The progressive nature of the East Coast is not surprising given the history of the states involved. Rhode Island and Maine both already have medical marijuana programs in place, including state-run dispensaries in Maine. Vermont has already approved two dispensaries and their law allows for two more within state borders.
Greg Pawlowski, an activist who has been involved in the medical marijuana movement in Michigan and New England, particularly New Hampshire, was positive about the legalization efforts. “I think legalization will definetly pass. Massachusetts is a very progressively liberal state and they do not fear federal goverment repercussions.” Regarding Michigan’s potential legalization, Pawlowski said, “We look forward to a dialog with the legislature on the legalization issue, which is a subject whose time has come.”
These existing state programs are not without controversy. In Rhode Island, the local chapter of the ACLU has sued the State for making changes to the medical marijuana program without hearings or legislative approval. Plaintiffs in the lawsuit include the Rhode Island Academy of Physician Assistants.
In Massachusetts, the department charged with overseeing the implementation of the newly-approved medical marijuana program faces confidence issues. Tampering with drug samples at a state-run laboratory has the potential to reverse thousands of drug convictions, and forced the resignation of Commissioner John Auerbach. An injectable steroid manufactured in Framingham has been implicated in at least 31 deaths, resulting in the firing of the head of the state board of pharmacy by the Department of Public Health.
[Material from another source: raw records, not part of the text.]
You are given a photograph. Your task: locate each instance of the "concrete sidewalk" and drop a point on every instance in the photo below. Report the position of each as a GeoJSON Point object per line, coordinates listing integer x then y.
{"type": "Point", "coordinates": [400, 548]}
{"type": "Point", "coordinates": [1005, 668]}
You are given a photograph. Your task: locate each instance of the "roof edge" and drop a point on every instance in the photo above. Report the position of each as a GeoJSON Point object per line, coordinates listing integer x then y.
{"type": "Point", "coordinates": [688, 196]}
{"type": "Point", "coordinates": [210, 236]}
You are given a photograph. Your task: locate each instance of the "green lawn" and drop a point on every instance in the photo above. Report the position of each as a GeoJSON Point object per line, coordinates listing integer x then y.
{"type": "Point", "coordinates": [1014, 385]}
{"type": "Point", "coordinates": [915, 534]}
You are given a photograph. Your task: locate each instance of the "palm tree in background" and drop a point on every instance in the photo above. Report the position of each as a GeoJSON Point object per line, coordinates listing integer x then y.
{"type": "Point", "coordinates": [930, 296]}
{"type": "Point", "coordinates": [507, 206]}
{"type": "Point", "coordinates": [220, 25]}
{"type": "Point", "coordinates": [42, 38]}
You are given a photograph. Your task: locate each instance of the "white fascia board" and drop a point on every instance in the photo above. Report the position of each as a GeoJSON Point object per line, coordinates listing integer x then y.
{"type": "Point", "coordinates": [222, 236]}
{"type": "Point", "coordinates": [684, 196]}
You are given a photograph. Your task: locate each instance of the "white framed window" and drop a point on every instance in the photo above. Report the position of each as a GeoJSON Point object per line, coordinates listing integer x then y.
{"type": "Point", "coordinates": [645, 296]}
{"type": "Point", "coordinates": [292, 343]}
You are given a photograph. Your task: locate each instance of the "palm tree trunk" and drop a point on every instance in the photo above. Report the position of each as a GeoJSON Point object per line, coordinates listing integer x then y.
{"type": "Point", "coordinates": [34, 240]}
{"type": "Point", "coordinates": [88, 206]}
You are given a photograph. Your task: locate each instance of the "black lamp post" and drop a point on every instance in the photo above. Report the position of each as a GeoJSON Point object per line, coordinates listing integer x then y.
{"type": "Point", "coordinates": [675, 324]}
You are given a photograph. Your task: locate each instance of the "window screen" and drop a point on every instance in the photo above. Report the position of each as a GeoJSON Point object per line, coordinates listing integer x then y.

Maine’s Director of their medical marijuana program was fired last week. John Thiele was quoted in the Portland Press Herald as being too friendly with patients and caregivers. “There were only vague statements, like ‘You act too much like a social worker,’” he said. “I think there’s a general mindset in (the division of Licensing and) Regulatory Services that to have too much interaction with the people you regulate is a bad thing.”
Thiele had “a reputation for helping patients and caregivers navigate the red tape and paperwork that evolved with the program,” according to the Herald. His dismissal comes approximately one year after the head of Maine’s Health and Human Services division was let go.
Maine’s new head of DHHS, Kenneth Cobb, was quoted as saying, “We have long recognized the need to strengthen communication with many parties, especially law enforcement, in order to create consistency and a shared knowledge around where the program rules and the law intersect.”
Not everyone sees it that way. The Director of the Maine Patient Coalition, Chris Kenoyer, said, “I am extremely concerned. This is very discouraging and I’m fearing a crackdown.”